Thursday, March 1, 2012

Vegan "Chicken" Enchiladas Recipe



For this recipe, we collaborated with our friends over at Food Empowerment Project and Vegan Mexican Food.



Ingredients:
14.5 oz. Can Diced Tomatoes with Green Chilies
4 oz. Can Tomato Paste
8 oz. Container Vegan Sour Cream (Follow Your Heart brand is GREAT)
2 Cloves Garlic
1 Tsp. Ground Cumin
1 Tsp. Red Pepper Flakes
Sea Salt and Black Pepper to Taste
8 oz.

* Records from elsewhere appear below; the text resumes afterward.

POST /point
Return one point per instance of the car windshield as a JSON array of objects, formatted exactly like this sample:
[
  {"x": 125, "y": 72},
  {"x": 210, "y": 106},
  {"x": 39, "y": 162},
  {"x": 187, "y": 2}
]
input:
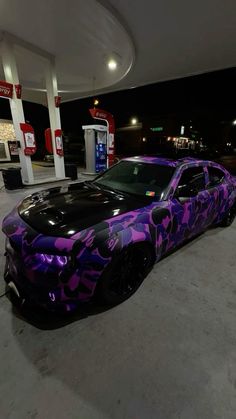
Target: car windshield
[{"x": 144, "y": 179}]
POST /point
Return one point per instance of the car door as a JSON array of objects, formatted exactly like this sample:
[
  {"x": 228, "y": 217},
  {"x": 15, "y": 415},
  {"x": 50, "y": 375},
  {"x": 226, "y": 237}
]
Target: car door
[
  {"x": 190, "y": 210},
  {"x": 220, "y": 189}
]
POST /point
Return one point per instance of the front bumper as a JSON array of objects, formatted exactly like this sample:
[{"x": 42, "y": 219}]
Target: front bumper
[
  {"x": 34, "y": 294},
  {"x": 27, "y": 294}
]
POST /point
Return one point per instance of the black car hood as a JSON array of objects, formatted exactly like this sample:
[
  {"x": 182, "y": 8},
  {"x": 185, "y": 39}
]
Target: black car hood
[{"x": 66, "y": 210}]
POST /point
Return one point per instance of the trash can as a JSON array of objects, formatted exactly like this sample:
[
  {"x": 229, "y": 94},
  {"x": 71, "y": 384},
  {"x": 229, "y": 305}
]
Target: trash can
[
  {"x": 12, "y": 178},
  {"x": 71, "y": 171}
]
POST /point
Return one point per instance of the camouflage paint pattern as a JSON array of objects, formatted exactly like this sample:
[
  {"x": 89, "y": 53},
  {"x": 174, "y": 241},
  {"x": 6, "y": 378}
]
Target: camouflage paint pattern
[{"x": 164, "y": 225}]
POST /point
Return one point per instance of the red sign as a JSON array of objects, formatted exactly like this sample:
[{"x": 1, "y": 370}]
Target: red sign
[
  {"x": 6, "y": 89},
  {"x": 58, "y": 142},
  {"x": 57, "y": 101},
  {"x": 48, "y": 140},
  {"x": 108, "y": 117},
  {"x": 18, "y": 89},
  {"x": 29, "y": 139}
]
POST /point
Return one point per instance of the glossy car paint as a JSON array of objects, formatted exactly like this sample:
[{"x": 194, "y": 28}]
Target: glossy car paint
[{"x": 90, "y": 226}]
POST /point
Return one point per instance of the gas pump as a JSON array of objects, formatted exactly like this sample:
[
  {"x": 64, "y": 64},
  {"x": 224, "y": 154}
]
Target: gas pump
[{"x": 95, "y": 148}]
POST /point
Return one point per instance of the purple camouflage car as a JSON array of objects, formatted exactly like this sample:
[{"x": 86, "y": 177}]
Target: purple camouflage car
[{"x": 100, "y": 238}]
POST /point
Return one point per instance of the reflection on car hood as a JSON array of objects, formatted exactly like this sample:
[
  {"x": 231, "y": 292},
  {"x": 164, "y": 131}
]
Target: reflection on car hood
[{"x": 63, "y": 211}]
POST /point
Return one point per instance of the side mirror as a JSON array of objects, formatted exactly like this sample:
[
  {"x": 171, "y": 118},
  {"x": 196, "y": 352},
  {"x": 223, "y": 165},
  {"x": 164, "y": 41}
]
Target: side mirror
[{"x": 185, "y": 192}]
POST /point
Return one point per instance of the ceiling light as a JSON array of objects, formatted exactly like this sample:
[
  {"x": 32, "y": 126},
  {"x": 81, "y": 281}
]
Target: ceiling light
[{"x": 112, "y": 64}]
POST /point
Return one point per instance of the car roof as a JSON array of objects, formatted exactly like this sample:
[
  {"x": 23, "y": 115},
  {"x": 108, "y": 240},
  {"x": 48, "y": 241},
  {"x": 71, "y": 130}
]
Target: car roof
[{"x": 166, "y": 161}]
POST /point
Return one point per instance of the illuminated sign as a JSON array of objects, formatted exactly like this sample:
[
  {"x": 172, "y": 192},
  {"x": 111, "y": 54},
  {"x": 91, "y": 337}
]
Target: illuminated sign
[{"x": 157, "y": 129}]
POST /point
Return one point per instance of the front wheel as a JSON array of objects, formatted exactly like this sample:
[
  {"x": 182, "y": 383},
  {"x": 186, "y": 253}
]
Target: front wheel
[
  {"x": 124, "y": 274},
  {"x": 229, "y": 217}
]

Cubed Seitan or Firm Tofu
1 Large Leek
1 Bell Pepper
10 Whole Wheat Tortillas
1 bag Daiya Cheese.  (or 1/2 cheddar, 1/2 mozzarella)


Directions:
Rinse your veggies before cooking.  Preheat oven to 325 degrees.  Pour can diced tomatoes and "sour cream" into a food processor or blender.  Puree until it is blended evenly, and set aside.  Dice the leek, bell pepper, and seitan.  Put some oil in skillet, and heat on medium.  Once it is hot, saute the leeks until they are tender.  Press the garlic (or mince the garlic) into the skillet.  Add the cumin, red pepper flakes, and bell pepper.  Stir and cook until the bell pepper is a nice, vibrant color.  Add the seitan, and turn the heat up to medium high, stirring continually.  Once the seitan starts browning, add the tomato paste, and mix evenly.  Sprinkle half of the Daiya in the skillet, and let it melt.  Once it has melted, take the skillet off the heat.  Add sea salt and black pepper to taste.  Lightly grease a casserole dish.  Scoop some of the seitan mixture into a tortilla, roll the tortilla, and put it in your casserole dish with the fold facing down.  Continue doing this until you have filled all the tortillas.  Pour the tomato/sour cream mixture on top of the tortillas.  Take the remainder of the Daiya and sprinkle it on top.  Bake this for 10 minutes, and then broil for an additional minute.  Let it cool for a minute, and serve!